Saturday, July 25, 2020

Everything you need (and don't need) to know about PHP's type system

Everything you need (and don't need) to know about PHP's type system

PHP is a dynamically typed scripting language and until the year of 2015 php had no support for statically declared types at all. One could cast to scalar types explicitly in the code, but declaring scalar types in methods and functions signatures wasn't a thing until PHP 7.0 with the Scalar Type Declarations and Return Type Declarations rfcs.

This doesn't mean that from version 7.0 PHP became a statically typed language, though. It has type hinting that can be analyzed statically but it still supports dynamic types and even allows them to be mixed. See the example below:

<?php

function returnsInt(): int
{
  return '100';
}

No doubt that there's a type mismatch there. The return type is supposed to be int and the returned type is in fact a string. Now, what PHP does there is to automatically transform the token '100' into an integer in order to return the required type. Even though it seems to have an extra cost, it doesn't. PHP's type juggling is nearly cost-free in many cases.

To better clarify how the language deals with types I'll split this article into the following sections:

If you have suggestions on what to add here, feel free to reach out to me on twitter or opening an issue on github.

Kinds of types in php

PHP's type system is very simplified when it comes to language features. For example there's no char type, or unsigned types or even int8, int16, int32, int64...

The char type is simplified to a string type and all integer variations are simplified into an integer type. Whether that's a good or bad thing, is up to you.

One can always inspect a variable's type using the gettype() function or using the var_dump() function and checking its output.

PHP comes with three different kinds of types: scalar types, compound types and special types.

Scalar types

Scalar types are the bare bones of the language and they are four:

  • Boolean (bool | boolean)
  • Integer (int | integer)
  • Float (float | double)
  • String (string)

By definition scalar types do not carry behaviour or state with themselves. Expressions like 100->toString() or 'thephp.website'::length() are invalid.

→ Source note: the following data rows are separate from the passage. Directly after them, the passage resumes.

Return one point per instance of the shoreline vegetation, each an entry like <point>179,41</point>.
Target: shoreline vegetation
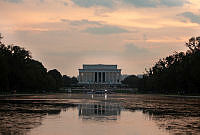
<point>176,74</point>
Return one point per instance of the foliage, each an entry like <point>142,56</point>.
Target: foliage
<point>19,72</point>
<point>178,73</point>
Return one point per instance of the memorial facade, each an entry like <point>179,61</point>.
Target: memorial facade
<point>99,74</point>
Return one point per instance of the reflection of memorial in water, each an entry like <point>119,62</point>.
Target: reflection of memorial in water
<point>99,111</point>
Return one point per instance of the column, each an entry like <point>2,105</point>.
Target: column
<point>97,77</point>
<point>105,78</point>
<point>101,77</point>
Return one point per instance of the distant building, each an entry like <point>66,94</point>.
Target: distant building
<point>99,74</point>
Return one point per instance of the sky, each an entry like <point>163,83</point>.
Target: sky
<point>134,34</point>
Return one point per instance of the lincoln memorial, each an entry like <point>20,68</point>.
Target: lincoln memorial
<point>99,74</point>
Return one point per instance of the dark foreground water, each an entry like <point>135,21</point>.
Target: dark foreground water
<point>98,115</point>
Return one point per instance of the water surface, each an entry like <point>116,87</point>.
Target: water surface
<point>99,115</point>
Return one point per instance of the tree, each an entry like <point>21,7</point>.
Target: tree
<point>57,77</point>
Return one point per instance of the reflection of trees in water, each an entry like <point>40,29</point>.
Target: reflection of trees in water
<point>22,116</point>
<point>99,111</point>
<point>18,123</point>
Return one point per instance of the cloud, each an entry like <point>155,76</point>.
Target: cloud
<point>81,22</point>
<point>90,3</point>
<point>155,3</point>
<point>14,1</point>
<point>136,3</point>
<point>131,49</point>
<point>106,29</point>
<point>192,17</point>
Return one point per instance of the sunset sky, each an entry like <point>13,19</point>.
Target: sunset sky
<point>134,34</point>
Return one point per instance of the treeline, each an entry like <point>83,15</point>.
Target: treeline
<point>178,73</point>
<point>20,72</point>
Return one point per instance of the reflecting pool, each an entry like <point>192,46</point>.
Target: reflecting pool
<point>97,115</point>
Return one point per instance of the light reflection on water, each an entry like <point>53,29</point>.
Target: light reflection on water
<point>85,119</point>
<point>98,119</point>
<point>99,114</point>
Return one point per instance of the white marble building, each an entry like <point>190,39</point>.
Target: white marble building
<point>99,74</point>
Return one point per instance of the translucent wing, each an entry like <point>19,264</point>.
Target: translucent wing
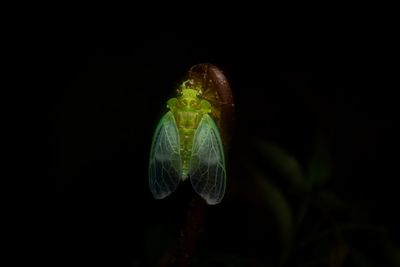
<point>165,165</point>
<point>207,164</point>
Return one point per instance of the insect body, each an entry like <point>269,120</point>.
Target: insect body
<point>187,144</point>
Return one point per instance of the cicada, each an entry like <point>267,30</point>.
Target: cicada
<point>187,145</point>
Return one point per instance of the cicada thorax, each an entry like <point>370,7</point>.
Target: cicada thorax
<point>188,110</point>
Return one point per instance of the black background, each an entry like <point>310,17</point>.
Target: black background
<point>292,84</point>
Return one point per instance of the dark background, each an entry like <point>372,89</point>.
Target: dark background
<point>316,97</point>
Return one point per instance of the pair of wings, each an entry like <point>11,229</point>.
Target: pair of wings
<point>207,164</point>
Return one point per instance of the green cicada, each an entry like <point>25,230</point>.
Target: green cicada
<point>187,144</point>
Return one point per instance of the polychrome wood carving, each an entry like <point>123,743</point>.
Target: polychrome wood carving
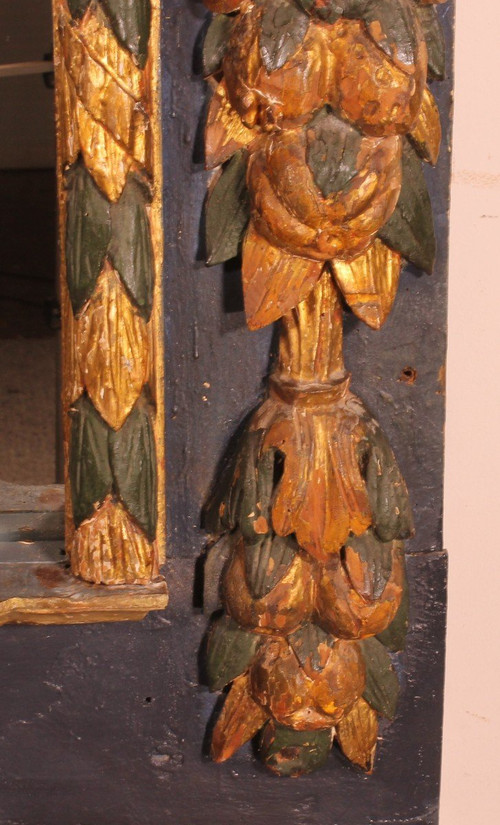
<point>106,58</point>
<point>320,118</point>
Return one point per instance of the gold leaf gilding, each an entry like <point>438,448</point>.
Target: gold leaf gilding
<point>357,735</point>
<point>239,721</point>
<point>426,132</point>
<point>369,282</point>
<point>112,349</point>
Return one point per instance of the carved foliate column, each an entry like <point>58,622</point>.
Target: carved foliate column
<point>106,56</point>
<point>320,117</point>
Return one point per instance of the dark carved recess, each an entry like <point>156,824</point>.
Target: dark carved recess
<point>105,724</point>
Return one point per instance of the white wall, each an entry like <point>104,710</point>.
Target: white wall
<point>27,130</point>
<point>471,760</point>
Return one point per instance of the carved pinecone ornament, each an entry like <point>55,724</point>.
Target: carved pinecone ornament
<point>319,120</point>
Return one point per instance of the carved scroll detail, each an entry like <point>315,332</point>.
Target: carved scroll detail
<point>106,61</point>
<point>320,117</point>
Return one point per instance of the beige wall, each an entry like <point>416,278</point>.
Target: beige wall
<point>471,761</point>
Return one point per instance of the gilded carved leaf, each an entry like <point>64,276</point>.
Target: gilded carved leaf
<point>283,608</point>
<point>356,734</point>
<point>108,548</point>
<point>426,133</point>
<point>368,562</point>
<point>132,454</point>
<point>230,651</point>
<point>227,211</point>
<point>289,752</point>
<point>240,719</point>
<point>112,349</point>
<point>108,163</point>
<point>131,23</point>
<point>290,211</point>
<point>343,605</point>
<point>369,282</point>
<point>327,10</point>
<point>215,43</point>
<point>332,152</point>
<point>88,231</point>
<point>392,24</point>
<point>89,468</point>
<point>310,644</point>
<point>321,496</point>
<point>267,561</point>
<point>382,685</point>
<point>225,132</point>
<point>77,7</point>
<point>434,39</point>
<point>394,636</point>
<point>410,229</point>
<point>274,281</point>
<point>130,249</point>
<point>109,99</point>
<point>72,381</point>
<point>283,28</point>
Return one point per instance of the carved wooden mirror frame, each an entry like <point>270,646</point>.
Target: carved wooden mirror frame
<point>319,122</point>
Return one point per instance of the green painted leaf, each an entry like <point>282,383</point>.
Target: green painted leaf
<point>88,231</point>
<point>283,28</point>
<point>215,43</point>
<point>215,561</point>
<point>394,637</point>
<point>434,38</point>
<point>376,558</point>
<point>305,643</point>
<point>382,685</point>
<point>266,562</point>
<point>332,152</point>
<point>230,651</point>
<point>227,211</point>
<point>289,752</point>
<point>130,248</point>
<point>387,492</point>
<point>89,469</point>
<point>247,498</point>
<point>131,23</point>
<point>133,462</point>
<point>77,8</point>
<point>410,229</point>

Main takeaway: scalar values do not have behaviour or state, they just represent a value.

Compound types

Compound types are much more interesting because even though they are very similar to the scalar type, each one of the four compound types carry different syntactic capabilities.

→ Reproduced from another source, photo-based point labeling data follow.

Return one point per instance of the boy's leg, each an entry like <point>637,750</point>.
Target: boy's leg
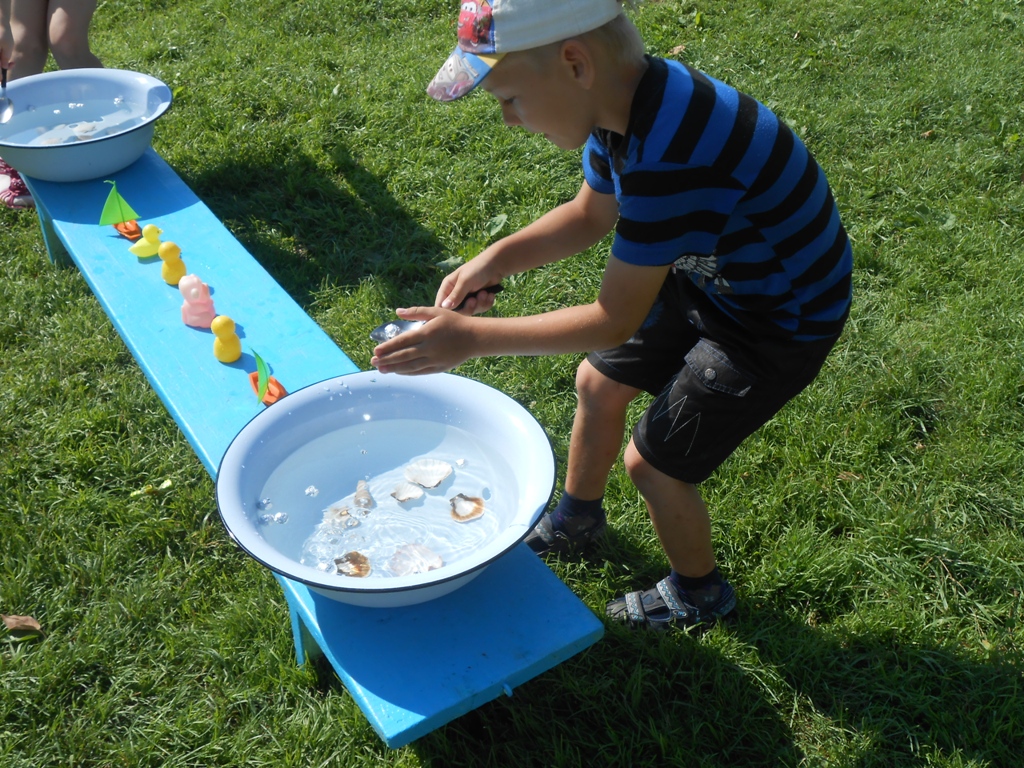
<point>69,33</point>
<point>679,515</point>
<point>597,431</point>
<point>720,395</point>
<point>28,26</point>
<point>597,437</point>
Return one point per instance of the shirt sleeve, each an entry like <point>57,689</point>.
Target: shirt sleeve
<point>597,166</point>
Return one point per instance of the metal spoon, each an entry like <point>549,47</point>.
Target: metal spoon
<point>6,105</point>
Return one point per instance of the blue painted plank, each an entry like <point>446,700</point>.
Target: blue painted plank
<point>411,670</point>
<point>417,668</point>
<point>209,400</point>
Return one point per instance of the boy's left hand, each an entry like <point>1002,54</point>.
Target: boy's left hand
<point>439,344</point>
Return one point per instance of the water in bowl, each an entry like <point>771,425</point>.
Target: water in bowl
<point>326,471</point>
<point>69,122</point>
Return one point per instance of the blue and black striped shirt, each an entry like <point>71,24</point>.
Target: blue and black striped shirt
<point>710,180</point>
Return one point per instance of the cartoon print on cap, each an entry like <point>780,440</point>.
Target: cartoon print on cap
<point>475,27</point>
<point>455,79</point>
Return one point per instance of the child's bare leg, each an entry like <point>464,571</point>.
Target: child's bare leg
<point>69,33</point>
<point>28,26</point>
<point>597,431</point>
<point>679,514</point>
<point>694,592</point>
<point>594,445</point>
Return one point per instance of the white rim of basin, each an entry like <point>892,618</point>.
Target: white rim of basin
<point>87,78</point>
<point>464,400</point>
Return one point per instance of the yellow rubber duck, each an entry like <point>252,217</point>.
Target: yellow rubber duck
<point>227,345</point>
<point>148,245</point>
<point>173,267</point>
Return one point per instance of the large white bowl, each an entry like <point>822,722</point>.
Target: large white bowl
<point>81,97</point>
<point>280,438</point>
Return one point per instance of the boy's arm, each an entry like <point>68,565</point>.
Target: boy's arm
<point>449,339</point>
<point>561,232</point>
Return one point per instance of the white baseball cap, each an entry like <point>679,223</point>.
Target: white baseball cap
<point>489,29</point>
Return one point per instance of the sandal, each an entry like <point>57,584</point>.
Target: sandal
<point>15,195</point>
<point>545,540</point>
<point>664,606</point>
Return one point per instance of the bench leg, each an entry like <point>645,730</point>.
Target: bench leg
<point>306,647</point>
<point>54,248</point>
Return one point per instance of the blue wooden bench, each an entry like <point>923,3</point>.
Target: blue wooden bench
<point>411,670</point>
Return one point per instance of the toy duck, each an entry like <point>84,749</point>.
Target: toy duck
<point>227,346</point>
<point>150,243</point>
<point>173,268</point>
<point>197,309</point>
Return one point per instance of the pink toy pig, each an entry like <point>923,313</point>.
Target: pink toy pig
<point>198,308</point>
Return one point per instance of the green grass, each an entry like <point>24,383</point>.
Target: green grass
<point>872,529</point>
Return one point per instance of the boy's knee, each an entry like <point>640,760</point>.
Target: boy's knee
<point>594,387</point>
<point>639,471</point>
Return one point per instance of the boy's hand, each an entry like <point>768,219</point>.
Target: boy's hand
<point>439,344</point>
<point>470,289</point>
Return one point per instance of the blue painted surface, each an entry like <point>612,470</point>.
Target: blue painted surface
<point>209,400</point>
<point>411,670</point>
<point>414,669</point>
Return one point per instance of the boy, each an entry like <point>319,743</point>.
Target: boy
<point>727,285</point>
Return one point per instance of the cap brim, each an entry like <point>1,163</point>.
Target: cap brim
<point>461,74</point>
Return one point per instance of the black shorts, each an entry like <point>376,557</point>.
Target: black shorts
<point>714,382</point>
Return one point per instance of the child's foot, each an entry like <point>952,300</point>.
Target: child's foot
<point>664,605</point>
<point>13,193</point>
<point>571,535</point>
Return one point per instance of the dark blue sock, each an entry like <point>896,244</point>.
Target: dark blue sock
<point>569,506</point>
<point>695,584</point>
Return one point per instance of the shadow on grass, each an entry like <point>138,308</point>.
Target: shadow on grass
<point>641,698</point>
<point>633,699</point>
<point>905,700</point>
<point>308,225</point>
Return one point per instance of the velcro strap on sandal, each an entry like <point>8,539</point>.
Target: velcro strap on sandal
<point>676,607</point>
<point>634,607</point>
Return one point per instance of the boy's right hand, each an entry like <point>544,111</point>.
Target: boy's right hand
<point>470,289</point>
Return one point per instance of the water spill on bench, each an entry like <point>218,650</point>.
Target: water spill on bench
<point>378,453</point>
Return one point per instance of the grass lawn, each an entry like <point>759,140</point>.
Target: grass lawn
<point>873,529</point>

The four compound types are:

The array compound type

An array is in fact a hashmap, built-in to the language. Meaning that it stores values in a key => value manner. Even if you use it purely as a vector.

Arrays are very flexible structures when it comes to size, internal types and key-value mapping. The examples below are all valid arrays:

<?php

$vec = [0, 1, 2];
// $vec[1] is int(1)

$map = ['a' => 1, 'b' => 2];
// $map['a'] is int(1)

$map_ish = ['a' => 1, 0 => 2];
// $map_ish['a'] is int(1)
// $map_ish[0] => is int(2)

Unlike C, php won't require you to define an array's size before creating it. This of course comes with a memory consumption cost: the bigger your array size, the more memory you'll consume in crazy proportions (in fact, arrays are allocated in powers of two). How this consumption works is out of the scope of this article, feel free to ping me if you'd like to hear more.

In case you're curious about this statement, the video below presents some charts and further insights on arrays vs. object memory profiles.

As you'll see bellow, arrays are also considered to be of type iterable, meaning that you can iterate over them using a foreach loop. But they also provide specific functions that can manipulate their internal pointers.

Main takeaway: array is an extremely flexible compound type that can be perceived as a HashMap and is also considered an iterable type.

The object compound type

Due to php's architecture, the object compound type normally has a much lower memory consumption profile when compared with arrays. That's because normally one would use the object type by creating instances of classes.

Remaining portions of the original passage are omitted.